Legislation (S-842) pending a Senate vote that generally would bar agencies from asking an applicant about any criminal record as an initial screening step “balances the need for an enforcement mechanism with the overall goal of encouraging federal agencies to consider hiring individuals with a criminal history when they are otherwise qualified for the position,” a Senate report on the bill says.
It says that other levels of government and many private employers already have adopted similar “ban the box” policies–named for a real or figurative box on an application asking about criminal history–and that the bill “simply addresses the timing” of when in the hiring process a federal agency will learn that information, moving it to after a conditional job offer is made.

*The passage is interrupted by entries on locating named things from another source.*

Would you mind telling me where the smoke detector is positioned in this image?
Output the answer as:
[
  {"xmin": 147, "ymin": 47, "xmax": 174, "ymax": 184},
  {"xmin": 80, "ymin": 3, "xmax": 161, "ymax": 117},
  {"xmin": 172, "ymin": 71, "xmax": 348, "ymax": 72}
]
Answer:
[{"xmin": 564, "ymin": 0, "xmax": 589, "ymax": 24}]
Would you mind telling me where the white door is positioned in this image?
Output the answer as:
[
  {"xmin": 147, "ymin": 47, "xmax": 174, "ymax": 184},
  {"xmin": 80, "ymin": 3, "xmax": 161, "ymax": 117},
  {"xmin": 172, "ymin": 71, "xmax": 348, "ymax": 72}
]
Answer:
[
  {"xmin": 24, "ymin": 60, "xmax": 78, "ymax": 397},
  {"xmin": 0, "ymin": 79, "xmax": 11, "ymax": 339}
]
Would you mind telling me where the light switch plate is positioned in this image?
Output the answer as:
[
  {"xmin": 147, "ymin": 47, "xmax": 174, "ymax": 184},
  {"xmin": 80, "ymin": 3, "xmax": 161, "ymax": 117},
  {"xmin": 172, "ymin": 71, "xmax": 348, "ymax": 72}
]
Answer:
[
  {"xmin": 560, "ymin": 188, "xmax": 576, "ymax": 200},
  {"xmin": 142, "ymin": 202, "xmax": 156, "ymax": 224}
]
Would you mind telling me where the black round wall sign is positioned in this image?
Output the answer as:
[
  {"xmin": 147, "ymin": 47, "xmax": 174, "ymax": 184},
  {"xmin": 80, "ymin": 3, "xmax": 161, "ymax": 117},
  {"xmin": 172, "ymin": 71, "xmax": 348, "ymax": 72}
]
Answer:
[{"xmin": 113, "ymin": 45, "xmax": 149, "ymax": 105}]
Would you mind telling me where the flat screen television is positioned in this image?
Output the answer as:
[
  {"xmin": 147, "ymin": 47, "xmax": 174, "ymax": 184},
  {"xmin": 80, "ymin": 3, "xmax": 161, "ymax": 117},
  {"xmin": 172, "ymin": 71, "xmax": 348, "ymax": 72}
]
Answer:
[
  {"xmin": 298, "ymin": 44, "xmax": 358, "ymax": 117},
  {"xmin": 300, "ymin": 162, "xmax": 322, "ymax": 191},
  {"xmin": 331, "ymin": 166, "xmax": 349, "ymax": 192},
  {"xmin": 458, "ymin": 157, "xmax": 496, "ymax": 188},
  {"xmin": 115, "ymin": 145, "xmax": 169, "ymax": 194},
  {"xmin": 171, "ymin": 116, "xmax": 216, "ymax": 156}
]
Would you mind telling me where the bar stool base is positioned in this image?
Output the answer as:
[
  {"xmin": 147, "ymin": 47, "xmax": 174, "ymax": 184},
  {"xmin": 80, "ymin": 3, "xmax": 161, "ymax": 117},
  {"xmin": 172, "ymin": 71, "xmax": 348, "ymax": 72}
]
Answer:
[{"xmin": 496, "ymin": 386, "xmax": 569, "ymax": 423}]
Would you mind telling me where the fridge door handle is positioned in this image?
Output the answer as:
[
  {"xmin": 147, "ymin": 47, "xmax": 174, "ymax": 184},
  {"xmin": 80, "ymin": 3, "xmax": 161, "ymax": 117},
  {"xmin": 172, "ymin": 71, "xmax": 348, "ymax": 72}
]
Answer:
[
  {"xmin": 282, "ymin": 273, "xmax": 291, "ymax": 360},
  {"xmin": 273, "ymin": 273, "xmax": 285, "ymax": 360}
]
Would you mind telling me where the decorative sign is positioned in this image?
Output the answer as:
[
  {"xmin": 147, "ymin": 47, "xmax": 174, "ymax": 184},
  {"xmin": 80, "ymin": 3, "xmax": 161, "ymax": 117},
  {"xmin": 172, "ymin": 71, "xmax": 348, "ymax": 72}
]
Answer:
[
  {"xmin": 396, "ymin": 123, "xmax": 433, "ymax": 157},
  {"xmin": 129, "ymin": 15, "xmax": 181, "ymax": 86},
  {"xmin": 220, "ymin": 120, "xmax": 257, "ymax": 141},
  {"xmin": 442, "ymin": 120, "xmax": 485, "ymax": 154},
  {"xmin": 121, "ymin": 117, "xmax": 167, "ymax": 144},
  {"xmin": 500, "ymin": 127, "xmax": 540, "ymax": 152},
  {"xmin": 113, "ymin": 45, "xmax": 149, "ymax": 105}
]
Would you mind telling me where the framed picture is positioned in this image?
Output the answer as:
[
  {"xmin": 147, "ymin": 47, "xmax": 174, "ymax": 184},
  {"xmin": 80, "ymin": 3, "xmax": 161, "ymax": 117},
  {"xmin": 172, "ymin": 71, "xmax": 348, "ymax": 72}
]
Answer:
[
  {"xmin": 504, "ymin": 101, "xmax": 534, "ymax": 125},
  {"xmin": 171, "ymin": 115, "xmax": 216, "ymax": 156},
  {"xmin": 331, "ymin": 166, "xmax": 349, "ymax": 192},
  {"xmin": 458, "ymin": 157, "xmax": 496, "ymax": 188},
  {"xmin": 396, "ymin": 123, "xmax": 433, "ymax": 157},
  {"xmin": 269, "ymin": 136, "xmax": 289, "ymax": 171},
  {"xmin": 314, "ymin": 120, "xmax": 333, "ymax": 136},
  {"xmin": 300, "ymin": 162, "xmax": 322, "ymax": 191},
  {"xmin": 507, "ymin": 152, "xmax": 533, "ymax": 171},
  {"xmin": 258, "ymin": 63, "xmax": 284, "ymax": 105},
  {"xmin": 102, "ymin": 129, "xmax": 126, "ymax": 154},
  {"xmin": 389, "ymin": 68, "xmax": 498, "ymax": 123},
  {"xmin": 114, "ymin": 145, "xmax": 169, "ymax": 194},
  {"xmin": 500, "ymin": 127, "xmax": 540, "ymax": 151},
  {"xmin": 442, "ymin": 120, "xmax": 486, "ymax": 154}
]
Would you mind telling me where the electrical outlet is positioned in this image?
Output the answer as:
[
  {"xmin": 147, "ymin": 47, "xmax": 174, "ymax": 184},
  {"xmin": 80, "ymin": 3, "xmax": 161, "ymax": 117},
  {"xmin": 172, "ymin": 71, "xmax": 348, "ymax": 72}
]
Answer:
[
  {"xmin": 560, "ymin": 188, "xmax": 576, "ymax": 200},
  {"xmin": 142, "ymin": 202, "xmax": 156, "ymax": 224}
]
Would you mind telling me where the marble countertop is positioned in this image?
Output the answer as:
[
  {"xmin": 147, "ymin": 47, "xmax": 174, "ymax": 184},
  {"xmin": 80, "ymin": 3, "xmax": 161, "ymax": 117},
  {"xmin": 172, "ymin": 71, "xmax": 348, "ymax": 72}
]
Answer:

Most agencies already put off that inquiry until later in the hiring process, it adds, and the bill would allow various exceptions, including for certain jobs involving security, law enforcement or unsupervised presence with children, as well as when training is required before even an initial job offer can be made. Those provisions largely would put into law policies ordered by the Obama administration that have been left in place by the Trump administration.
The legislation also does not prohibit employers from conducting outside research into job candidates, nor does it prohibit candidates from voluntarily disclosing their criminal history earlier before the conditional offer stage. The legislation is silent on the issue of background and credit checks for employment. Under existing law, any employers must request consent to conduct a background or credit check on an applicant for employment,” it adds.